5. mRNA capture from lysed yeast colonies using Device B

  1. Take 240,000 Drop-Seq beads and transfer into a 15 mL conical tube.
  2. Pellet Drop-Seq beads by spinning down at 1,000 x g for 1 min.
  3. Remove the supernatant and resuspend beads in 2 mL of 0.9x yeast lysis buffer with 500 mM sodium chloride for a bead suspension concentration of 120,000 beads/mL.
  4. Transfer the bead suspension to a 3 mL syringe with a stir bar inserted.
  5. Prepare a syringe containing several milliliters of 2% w/v perfluoropolyether-polyethylene glycol (PFPE-PEG) surfactant in fluorinated oil.
  6. Evacuate all the aqueous head of the syringe containing close-packed hydrogels and cap the syringe.
  7. Insert the hydrogel, bead suspension, and oil syringes into syringe pumps and connect via tubing into the encapsulation device made in section 1.
  8. Connect from the outlet tubing into a 50 mL conical tube on ice.
  9. Flow in the three solutions into the device with the following flow rates:
    1. Flow the hydrogels at 0.4 mL/h.
    2. Flow the bead suspension at 0.4 mL/h.
    3. Flow the fluorinated oil at 1.6 mL/h.
  10. Collect ~1 mL of emulsion or run the device until there are no more hydrogels left.

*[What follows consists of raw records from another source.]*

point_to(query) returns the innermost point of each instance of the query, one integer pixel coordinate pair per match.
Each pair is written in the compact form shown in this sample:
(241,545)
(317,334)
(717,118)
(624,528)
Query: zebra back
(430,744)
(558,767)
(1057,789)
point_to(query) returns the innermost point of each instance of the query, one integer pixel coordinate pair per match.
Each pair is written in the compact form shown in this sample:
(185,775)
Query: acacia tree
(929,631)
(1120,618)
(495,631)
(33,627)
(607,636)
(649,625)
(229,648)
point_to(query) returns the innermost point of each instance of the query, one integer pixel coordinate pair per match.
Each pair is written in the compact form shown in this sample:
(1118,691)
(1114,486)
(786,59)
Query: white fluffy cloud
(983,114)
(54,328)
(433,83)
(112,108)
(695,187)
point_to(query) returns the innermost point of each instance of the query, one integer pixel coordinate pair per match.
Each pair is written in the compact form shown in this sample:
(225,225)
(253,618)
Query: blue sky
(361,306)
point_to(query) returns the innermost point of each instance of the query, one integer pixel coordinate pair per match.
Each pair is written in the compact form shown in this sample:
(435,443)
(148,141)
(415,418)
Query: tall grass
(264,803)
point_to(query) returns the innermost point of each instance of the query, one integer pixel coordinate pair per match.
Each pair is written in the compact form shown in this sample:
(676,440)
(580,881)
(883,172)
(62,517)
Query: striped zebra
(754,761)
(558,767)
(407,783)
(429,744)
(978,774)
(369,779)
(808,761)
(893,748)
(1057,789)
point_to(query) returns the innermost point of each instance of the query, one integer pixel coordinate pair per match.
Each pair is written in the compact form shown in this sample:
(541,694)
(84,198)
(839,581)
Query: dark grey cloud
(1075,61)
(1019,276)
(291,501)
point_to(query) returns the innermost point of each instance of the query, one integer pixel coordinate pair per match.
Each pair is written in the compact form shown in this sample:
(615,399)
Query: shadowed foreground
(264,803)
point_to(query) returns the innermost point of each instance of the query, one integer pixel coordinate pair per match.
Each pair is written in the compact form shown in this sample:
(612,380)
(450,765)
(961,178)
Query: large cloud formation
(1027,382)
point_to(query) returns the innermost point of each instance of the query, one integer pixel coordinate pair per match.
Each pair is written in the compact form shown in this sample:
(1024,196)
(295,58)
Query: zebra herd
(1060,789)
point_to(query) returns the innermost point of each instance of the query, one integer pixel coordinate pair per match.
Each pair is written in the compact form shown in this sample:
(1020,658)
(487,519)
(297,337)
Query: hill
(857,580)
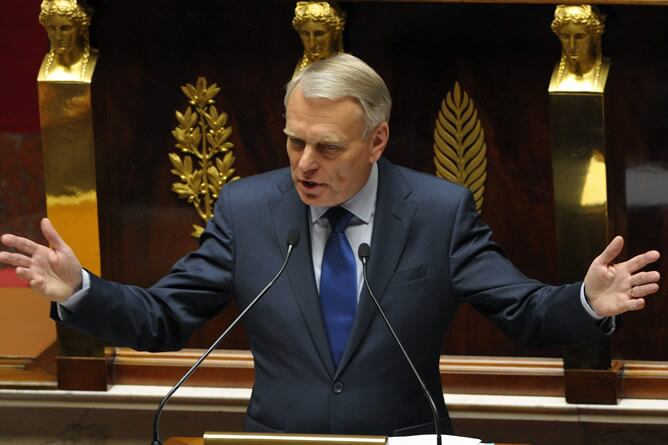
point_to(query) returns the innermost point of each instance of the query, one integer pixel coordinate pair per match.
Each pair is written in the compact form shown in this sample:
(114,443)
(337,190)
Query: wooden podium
(280,439)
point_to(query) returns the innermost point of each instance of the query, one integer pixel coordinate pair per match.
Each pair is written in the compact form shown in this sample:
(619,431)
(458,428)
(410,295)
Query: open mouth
(310,184)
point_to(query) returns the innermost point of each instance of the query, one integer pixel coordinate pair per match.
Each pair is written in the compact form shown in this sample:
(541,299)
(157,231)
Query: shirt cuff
(607,323)
(72,302)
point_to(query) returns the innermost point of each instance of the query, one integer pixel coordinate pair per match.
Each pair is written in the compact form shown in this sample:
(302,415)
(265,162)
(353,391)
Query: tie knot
(338,218)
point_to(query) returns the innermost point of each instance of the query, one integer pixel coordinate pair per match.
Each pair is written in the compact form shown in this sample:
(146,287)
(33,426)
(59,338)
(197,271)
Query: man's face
(63,34)
(329,159)
(317,40)
(577,42)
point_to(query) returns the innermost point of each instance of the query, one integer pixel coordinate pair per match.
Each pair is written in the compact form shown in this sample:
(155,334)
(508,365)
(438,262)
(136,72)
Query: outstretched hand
(54,272)
(615,288)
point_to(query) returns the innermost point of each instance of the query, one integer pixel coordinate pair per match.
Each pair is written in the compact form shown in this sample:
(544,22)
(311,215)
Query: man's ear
(379,138)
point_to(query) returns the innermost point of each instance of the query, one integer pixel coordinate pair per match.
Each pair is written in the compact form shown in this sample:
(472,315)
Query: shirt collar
(361,205)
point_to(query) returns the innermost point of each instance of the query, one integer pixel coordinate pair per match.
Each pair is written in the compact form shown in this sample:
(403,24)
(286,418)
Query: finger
(635,304)
(645,277)
(24,245)
(612,251)
(24,273)
(639,261)
(51,235)
(15,259)
(644,290)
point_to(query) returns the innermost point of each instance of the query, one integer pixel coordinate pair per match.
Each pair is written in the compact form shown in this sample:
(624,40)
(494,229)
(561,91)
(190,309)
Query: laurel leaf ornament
(460,151)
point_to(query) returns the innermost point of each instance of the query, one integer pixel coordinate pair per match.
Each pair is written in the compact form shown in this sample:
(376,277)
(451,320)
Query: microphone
(363,252)
(293,241)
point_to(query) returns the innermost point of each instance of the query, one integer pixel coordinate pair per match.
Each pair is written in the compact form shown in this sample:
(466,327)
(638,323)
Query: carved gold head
(320,27)
(66,23)
(579,28)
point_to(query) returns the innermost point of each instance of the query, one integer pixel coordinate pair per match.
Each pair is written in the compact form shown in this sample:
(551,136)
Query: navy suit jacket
(429,253)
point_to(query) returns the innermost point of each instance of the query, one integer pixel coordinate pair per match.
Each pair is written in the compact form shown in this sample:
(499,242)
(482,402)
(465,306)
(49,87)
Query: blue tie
(338,283)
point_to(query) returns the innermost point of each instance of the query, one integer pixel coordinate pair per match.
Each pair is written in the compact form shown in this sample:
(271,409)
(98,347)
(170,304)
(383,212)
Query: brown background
(502,55)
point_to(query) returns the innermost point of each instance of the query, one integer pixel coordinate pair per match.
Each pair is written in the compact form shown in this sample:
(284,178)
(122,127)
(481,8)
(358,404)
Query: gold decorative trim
(460,151)
(213,153)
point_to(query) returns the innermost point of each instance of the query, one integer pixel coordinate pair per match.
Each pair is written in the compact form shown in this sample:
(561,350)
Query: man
(326,365)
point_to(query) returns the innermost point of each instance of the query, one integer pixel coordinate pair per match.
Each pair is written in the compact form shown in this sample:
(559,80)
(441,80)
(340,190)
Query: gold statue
(582,66)
(70,58)
(320,27)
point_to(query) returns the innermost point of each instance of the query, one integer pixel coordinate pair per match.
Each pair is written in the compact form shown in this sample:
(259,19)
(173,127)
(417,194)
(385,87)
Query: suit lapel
(289,212)
(392,221)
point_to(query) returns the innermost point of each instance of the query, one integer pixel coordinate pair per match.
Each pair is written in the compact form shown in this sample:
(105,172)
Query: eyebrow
(324,139)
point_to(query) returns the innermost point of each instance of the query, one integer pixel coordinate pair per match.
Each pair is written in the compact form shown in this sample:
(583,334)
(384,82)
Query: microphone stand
(293,241)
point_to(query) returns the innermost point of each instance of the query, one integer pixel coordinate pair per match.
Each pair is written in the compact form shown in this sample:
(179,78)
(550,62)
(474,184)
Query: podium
(280,439)
(214,438)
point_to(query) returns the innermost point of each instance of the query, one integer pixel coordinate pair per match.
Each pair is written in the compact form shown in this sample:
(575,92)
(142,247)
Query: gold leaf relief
(460,152)
(201,135)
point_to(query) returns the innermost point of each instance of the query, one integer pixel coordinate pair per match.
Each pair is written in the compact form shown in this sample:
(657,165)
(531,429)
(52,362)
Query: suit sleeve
(162,317)
(527,310)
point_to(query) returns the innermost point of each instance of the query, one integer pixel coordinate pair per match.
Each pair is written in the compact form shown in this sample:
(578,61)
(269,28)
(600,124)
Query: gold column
(66,119)
(577,125)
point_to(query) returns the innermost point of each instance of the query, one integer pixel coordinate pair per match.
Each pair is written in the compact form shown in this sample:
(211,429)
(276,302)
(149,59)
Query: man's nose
(308,161)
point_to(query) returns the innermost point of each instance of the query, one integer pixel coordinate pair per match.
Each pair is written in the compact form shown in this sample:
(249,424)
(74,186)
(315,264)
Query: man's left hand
(615,288)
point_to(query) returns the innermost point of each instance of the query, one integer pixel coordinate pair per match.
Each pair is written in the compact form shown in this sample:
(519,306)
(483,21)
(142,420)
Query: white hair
(344,75)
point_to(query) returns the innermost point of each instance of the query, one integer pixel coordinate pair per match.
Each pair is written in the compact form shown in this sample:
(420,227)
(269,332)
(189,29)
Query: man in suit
(324,361)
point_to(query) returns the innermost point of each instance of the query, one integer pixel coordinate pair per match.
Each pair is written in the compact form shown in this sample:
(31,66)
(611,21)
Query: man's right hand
(53,272)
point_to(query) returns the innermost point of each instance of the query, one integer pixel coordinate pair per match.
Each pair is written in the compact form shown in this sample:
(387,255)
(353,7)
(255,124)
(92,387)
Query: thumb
(612,251)
(51,235)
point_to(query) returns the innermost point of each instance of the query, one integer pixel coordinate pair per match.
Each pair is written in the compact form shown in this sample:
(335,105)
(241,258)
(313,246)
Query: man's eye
(329,148)
(296,143)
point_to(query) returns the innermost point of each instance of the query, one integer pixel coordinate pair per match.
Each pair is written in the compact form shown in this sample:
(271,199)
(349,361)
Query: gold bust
(582,66)
(70,58)
(320,27)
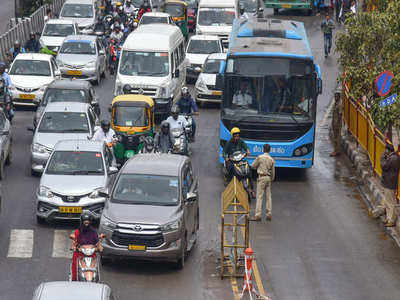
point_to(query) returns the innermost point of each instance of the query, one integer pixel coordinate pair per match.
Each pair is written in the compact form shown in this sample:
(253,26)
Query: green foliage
(369,45)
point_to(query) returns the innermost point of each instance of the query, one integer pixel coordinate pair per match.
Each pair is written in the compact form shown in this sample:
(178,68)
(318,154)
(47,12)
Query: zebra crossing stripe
(61,244)
(21,243)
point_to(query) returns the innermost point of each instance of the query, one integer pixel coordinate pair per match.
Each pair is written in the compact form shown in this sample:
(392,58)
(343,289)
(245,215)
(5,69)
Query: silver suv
(72,179)
(152,211)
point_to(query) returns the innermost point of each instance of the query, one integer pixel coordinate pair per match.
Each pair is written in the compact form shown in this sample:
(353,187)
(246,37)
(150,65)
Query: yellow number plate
(137,247)
(74,72)
(26,96)
(70,209)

6. cDNA generation, sequencing library preparation, and sequencing

  1. Add 30 mL of 6x SSC buffer and 1 mL of PFO to the collected emulsion as stated in the Drop-Seq protocol14.
  2. Continue to follow the Drop-Seq protocol to generate cDNA from mRNA captured on beads, sequencing library preparation, and sequencing data analysis.

Representative Results

We adapted the previously published Drop-Seq workflow14 for isogenic colony sequencing (ICO-seq) to perform gene expression profiling of isogenic yeast colonies. We isolated single yeast cells and encapsulated them into agarose microgels (Figure 1A). Following overnight incubation of microgels, these encapsulated yeast cells grew into isogenic colonies. Before loading gels into a second microfluidic device for mRNA capture, we digested the yeast cell wall to make the mRNA more accessible (Figure 1B, left). We close-packed these microgels and merged the mRNA capture beads and lysis buffer. Some droplets contained exactly one bead paired with a lysed yeast colony. All beads in the emulsion were collected and the cDNA synthesized and sequenced following the Drop-Seq protocol.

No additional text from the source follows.